Bapak Ismail Tersenyum Bahagia lewat Program Warung Naik Kelas Usai Usahanya Terdampak Gempa

·Bacaan 2 menit

Liputan6.com, Jakarta Gempa bumi yang berpusat di wilayah Malang pada Sabtu (10/4/2021) lalu juga dirasakan hingga Banyuwangi. Terdapat satu warung yang rusak, yaitu milik Ismail di Jalan Raya Benculuk, Banyuwangi.

Warung kopi yang telah dirintis Ismail selama satu tahun hancur terkena runtuhan tembok dari bangunan di sebelahnya yang sedang direnovasi.

Ismail menjelaskan, warung miliknya berdampingan dengan toko yang sedang direnovasi. Bangunan toko tersebut dalam proses dibongkar, namun belum selesai. Tiba-tiba ada gempa yang membuat tembok toko itu runtuh, lalu menimpa warung milik Ismail.
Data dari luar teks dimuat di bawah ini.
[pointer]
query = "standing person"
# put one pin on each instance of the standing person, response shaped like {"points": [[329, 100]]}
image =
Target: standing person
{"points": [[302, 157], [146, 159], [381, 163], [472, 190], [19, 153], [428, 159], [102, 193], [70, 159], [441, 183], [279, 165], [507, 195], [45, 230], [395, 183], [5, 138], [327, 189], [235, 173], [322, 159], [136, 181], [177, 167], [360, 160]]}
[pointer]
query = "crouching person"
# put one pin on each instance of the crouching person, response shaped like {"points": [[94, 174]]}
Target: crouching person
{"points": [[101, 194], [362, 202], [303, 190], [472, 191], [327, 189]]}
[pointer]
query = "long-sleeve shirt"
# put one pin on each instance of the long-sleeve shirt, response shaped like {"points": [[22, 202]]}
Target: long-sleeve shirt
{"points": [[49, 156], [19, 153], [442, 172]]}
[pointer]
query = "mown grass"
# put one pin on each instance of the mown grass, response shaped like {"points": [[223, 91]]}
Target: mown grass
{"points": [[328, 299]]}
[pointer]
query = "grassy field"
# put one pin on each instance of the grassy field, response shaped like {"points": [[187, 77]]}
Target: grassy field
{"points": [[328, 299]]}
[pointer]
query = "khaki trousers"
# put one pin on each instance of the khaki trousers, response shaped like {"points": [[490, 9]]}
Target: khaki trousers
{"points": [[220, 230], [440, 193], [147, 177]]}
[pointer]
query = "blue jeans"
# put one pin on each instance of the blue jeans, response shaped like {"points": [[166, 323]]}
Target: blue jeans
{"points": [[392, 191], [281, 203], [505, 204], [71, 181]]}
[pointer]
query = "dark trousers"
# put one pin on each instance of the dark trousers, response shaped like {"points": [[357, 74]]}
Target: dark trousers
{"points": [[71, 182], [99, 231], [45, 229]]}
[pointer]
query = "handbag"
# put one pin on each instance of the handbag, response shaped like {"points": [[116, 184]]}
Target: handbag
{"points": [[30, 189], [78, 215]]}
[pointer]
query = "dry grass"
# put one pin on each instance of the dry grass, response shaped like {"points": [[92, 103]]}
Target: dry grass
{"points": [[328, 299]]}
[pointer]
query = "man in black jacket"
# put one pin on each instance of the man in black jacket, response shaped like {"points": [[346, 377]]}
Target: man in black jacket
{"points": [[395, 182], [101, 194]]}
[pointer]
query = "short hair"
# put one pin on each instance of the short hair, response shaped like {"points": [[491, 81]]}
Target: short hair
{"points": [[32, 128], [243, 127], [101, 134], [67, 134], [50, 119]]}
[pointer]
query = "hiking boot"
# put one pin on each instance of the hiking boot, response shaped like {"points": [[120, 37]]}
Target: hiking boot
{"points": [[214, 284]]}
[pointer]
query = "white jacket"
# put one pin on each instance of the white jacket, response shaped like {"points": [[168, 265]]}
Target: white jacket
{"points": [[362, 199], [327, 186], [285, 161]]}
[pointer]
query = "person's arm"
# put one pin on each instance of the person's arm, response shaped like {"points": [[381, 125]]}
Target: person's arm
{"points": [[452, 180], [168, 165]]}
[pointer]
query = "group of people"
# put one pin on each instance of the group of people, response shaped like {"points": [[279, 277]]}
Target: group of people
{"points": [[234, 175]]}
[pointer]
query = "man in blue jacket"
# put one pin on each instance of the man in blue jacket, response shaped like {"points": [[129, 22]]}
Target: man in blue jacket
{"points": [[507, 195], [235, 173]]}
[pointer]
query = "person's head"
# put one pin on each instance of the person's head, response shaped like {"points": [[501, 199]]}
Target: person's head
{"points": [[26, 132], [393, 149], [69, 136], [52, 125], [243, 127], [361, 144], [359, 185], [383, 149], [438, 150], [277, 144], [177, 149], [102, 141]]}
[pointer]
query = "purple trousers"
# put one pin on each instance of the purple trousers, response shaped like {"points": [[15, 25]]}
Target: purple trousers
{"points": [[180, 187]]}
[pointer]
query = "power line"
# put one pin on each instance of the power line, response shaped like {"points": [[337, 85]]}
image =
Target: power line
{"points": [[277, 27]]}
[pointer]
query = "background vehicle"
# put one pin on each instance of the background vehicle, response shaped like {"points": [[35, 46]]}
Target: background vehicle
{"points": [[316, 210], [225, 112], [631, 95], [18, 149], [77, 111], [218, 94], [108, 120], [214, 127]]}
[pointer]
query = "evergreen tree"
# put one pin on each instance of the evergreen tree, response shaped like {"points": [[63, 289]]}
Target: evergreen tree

"Saat itu saya sedang menata dagangan. Tiba-tiba saya merasakan getaran karena gempa, lalu saya lari menjauh. Tidak lama tembok toko roboh menimpa warung saya," kata Ismail menceritakan kejadian yang dia alami kepada Bupati Banyuwangi Ipuk Fiestiandani, Rabu (14/4/2021).

(Foto:Dok.Pemkab Banyuwangi)
(Foto:Dok.Pemkab Banyuwangi)

Tidak hanya warung yang hancur. Peralatan masak dan lainnya juga ikut hancur. Itu membuat Ismail tidak bisa bekerja.

Kabar hancurnya warung milik Ismail tersebut sampai ke Bupati Ipuk melalui media sosial. Ismail lalu mendapat bantuan dari program Warung Naik Kelas (Wenak). Program “Wenak“ merupakan perbaikan warung kecil dan memberikan bantuan alat-alat usaha sesuai kebutuhan pemilik warung. Seperti etalase, dispenser, blender, kompor, meja-kursi, peralatan makan, dan lainnya.

Ismail juga mendapat gerobak baru, hasil kolaborasi dengan Kementerian Perdagangan. Selain itu, Ismail mendapat modal berupa kopi, susu kaleng, teh, dan lainnya.

"Saya sangat berterima kasih atas pemberian ini. Sebelumnya saya sempat bingung mau kerja apa," katanya.

(Foto:Dok.Pemkab Banyuwangi)
(Foto:Dok.Pemkab Banyuwangi)

Ismail menceritakan sebelum membuka warung kopi di Banyuwangi, dia sempat membuka usaha yang yang sama di Bali. Namun, setahun yang lalu, pandemi Covid-19 membuat Bali sangat sepi. Ismail memutuskan untuk pulang ke Banyuwangi. Dia akhirnya membuka warung dengan sisa modal yang ada.

”Modal sudah habis karena pandemi, lalu kemarin warung hancur. Saya bersyukur dibantu sehingga bisa bekerja lagi,” ujarnya.

Sementara itu, Bupati Ipuk memotivasi Ismail agar terus giat bekerja. Dengan bantuan gerobak dan berbagai peralatan, Ipuk yakin Ismail bisa bangkit dan kembali bekerja dengan baik.

Insya Allah setelah ini warung kopinya tambah laris. Saya tadi mau pesan kopi, tapi kan puasa,” canda Ipuk disambut tawa Ismail.

Ipuk menambahkan, program Warung Naik Kelas ditargetkan bisa menjangkau 300 pemilik warung skala mikro dalam dua bulan ke depan.

”Dan akan terus kami tingkatkan setelahnya, dalam setahun ke depan bisa mendekati 1.000 warung. Sehingga ini bisa menjadi instrumen pemulihan ekonomi,” ujarnya.